In this phase, we deploy the IAP connector Helm chart into the GKE cluster created earlier. The Helm chart will create the following resources:
- GKE ingress: this will be the ingress traffic point to Google Cloud. This creates an HTTP(S) global load balancer inside GCP using a single static anycast IP that we allocated earlier. The DNS hostname of your applications will later point to this GLB IP.
- A Kubernetes service for each routing rule where Ambassador configurations such as retry policies and connection timeouts can be applied as annotations. See here for more information on how to configure these annotations.
- A configured number of Ambassador deployments that contain both Ambassador control plane and Envoy Proxy instances which handle the rerouting of traffic.
- An optional Horizontal Pod Autoscaler to autoscale the Ambassador deployment based on CPU and memory consumption of its pods.
The definition for the Helm chart deployed is here, and values passed to the chart will reflect mapping between the external hostname of the application coming through the IAP-protected load balancer and the internal hostname of the application we want to protect. For example, for the app1 application, the mapping configuration will look similar to the following:
mapping: - name: host source: app1.domain.com destination: app1-int.domain.com
Look up this example values file to see how you can configure the mapping and configure the Helm chart in general.
C. Configure OAuth Consent Screen and Enable IAP
Once you deploy the Helm chart, if you jump to the Identity-Aware Proxy page, you will notice there’s a backend service for each route rule you created through Helm. Before you can enable IAP on those backends, you have to configure an OAuth consent screen as mentioned here.

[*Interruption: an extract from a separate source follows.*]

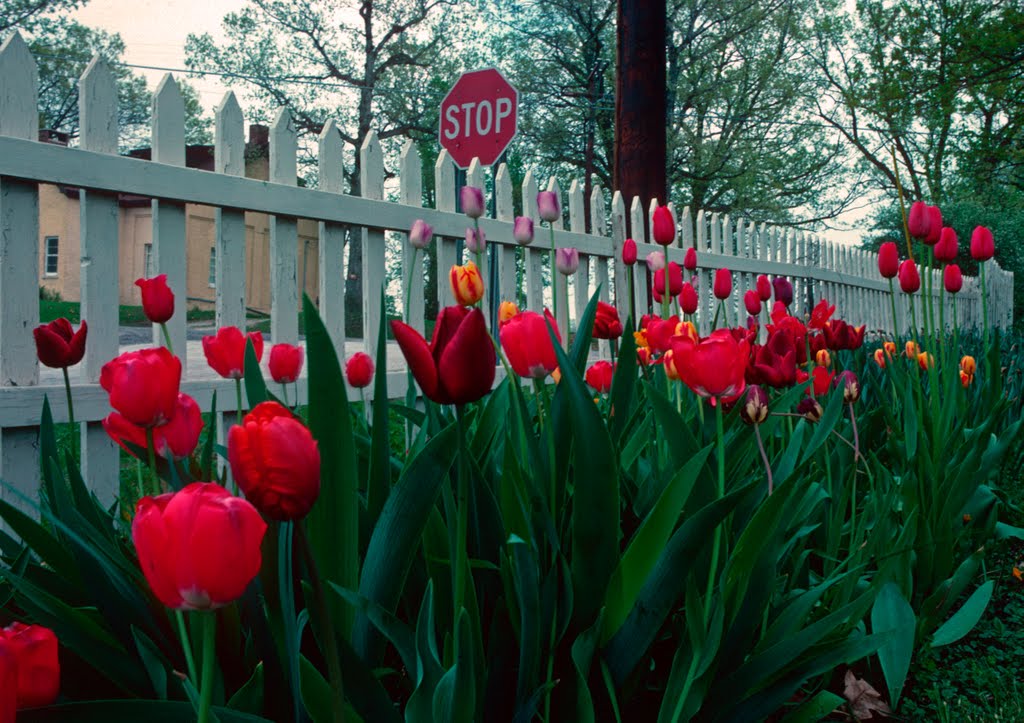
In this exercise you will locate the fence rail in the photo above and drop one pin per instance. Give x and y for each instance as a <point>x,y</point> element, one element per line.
<point>818,267</point>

Jump to the OAuth consent screen in your project to add a support email for your applications and the application name that you want to display in the Oauth screen page. Click “save.”
Once done, hop on again to the IAP page to set up Cloud IAP access policies to your backend applications. More specifically you can set which users or groups have access to those services and which access level they are assigned, if any. The procedure is well documented here.
Once everything is deployed, it’s time to switch your application DNS hostname to the GLB IP protected by IAP. Two DNS records need to be created for each backend application. For example, for app1:
- An external DNS hostname of your application (app1.domain.com) pointing to the HTTP(S) load balancer IP.
- An internal DNS hostname of the associated on-premise application (app-int.domain.com) pointing to the backend application IP.
When you create these two records, Ambassador will apply these mapping rules and proxy authenticated external traffic to the internal application endpoint. Your app should be accessible now securely from the internet using the external hostname.
After implementing the solution, a good practice is to limit access to your backend application to the range of IP addresses allocated for pods. This is done by setting the proper firewall rules on your on-premise app to allow traffic originating from pod IPs only.
Another thing that we encountered was that the Ambassador pods needed to resolve internal DNS records like app1-int.domain.com. If these are stored in a private DNS server running on prem, an option would be to create a stub domain inside GKE to forward DNS queries for domain.com to the private name server.
We went through the steps above to secure access in production to a couple of applications running on prem using Cloud IAP and IAP connector. The IAP connector was tested both under synthetic load and under production load on 1000+ customers with no single recorded issues.
The customer explained the benefits of security, increased user access and reduced latency for employees and partners away from their corporate network.